Pois bem, para Salvini o M5S tem propostas absurdas (como o rendimento de cidadania universal, no valor de 780 euros mensais) mas o PD está ainda mais longe de tudo o que deseja impor com os votos conquistados. “Pediremos no Parlamento os votos para governar”, afirma, sem admitir aliar-se a mais nenhum partido (a sua coligação já inclui o Força Itália, de Berlusconi, os Irmãos de Itália, de Giorgia Meloni, e os centristas Nós com Itália).

Salvini parece acreditar que será capaz de convencer trânsfugas suficientes, mas precisa de 49 membros da Câmara dos Deputados para chegar à maioria.
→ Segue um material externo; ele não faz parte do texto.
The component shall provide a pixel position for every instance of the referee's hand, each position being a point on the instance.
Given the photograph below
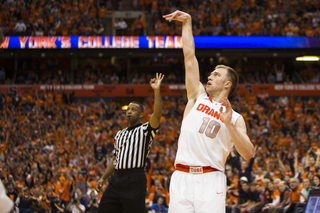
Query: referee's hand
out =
(99, 185)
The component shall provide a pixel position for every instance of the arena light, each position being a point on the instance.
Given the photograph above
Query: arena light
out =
(308, 58)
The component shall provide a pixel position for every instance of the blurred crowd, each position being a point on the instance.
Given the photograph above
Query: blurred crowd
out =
(114, 70)
(211, 18)
(240, 18)
(53, 150)
(54, 18)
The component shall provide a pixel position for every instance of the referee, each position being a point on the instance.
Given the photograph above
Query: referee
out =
(127, 187)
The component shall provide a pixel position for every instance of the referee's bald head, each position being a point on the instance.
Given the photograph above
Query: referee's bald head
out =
(140, 105)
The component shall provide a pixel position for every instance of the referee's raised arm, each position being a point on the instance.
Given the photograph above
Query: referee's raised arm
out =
(155, 83)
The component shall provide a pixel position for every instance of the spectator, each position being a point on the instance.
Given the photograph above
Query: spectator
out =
(138, 26)
(24, 201)
(294, 195)
(158, 207)
(76, 207)
(20, 28)
(305, 191)
(121, 27)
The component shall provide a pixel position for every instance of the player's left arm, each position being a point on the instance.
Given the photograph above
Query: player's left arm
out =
(155, 83)
(237, 131)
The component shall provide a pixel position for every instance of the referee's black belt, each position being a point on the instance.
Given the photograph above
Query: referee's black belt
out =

Questionado sobre se esta hipótese é realista, Berlusconi diz que “nesta fase cabe a Salvini escolher a estrada que considerar mais oportuna, nós vamos apoiá-lo lealmente”. Mas a sua opinião é outra: “Claro, é evidente que se forças políticas inteiras demonstrarem disponibilidade e responsabilidade, poderíamos avançar para uma solução mais estável”.

Moeda de troca

Da parte do Força Itália, a estratégia parece passar por oferecer ao PD a presidência de uma das câmaras do Parlamento, a Câmara dos Deputados ou o Senado, em troca de algum tipo de apoio de governação (o PD elegeu 112 deputados numa câmara de 630). Face aos resultados, o esperado seria que a Liga ficasse com uma das presidências, o M5S com a outra. Mas não se excluiu que estes cargos sirvam como moeda de troca – tal como um pacto entre Salvini e Di Maio para presidirem às duas câmaras não significa que se possam depois pôr de acordo para governar.

O jogo propriamente dito só começa na sexta-feira, 23, quando se inicia a legislatura com as primeiras sessões do Parlamento. É nesse dia que cada eleito se inscreve no grupo parlamentar que entender (não obrigatoriamente aquele com que se apresentou às urnas). E entre dia 23 e 24 de Março os presidentes das duas câmaras têm de ser eleitos.

Só depois entra oficialmente em cena Sergio Mattarella, o Presidente, que é a quem cabe escolher o dirigente que vai mandatar para tentar formar uma maioria. Depois de repetir várias vezes “lealdade” a Salvini, Berlusconi explica que se Mattarella entender, está pronto para ir juntamente com o resto da coligação às consultas com o Presidente. “A indicação que queremos dar é inequívoca”, assegura. Salvini diria o mesmo. Mas é preciso esperar para confirmar se as verdades de hoje se mantêm.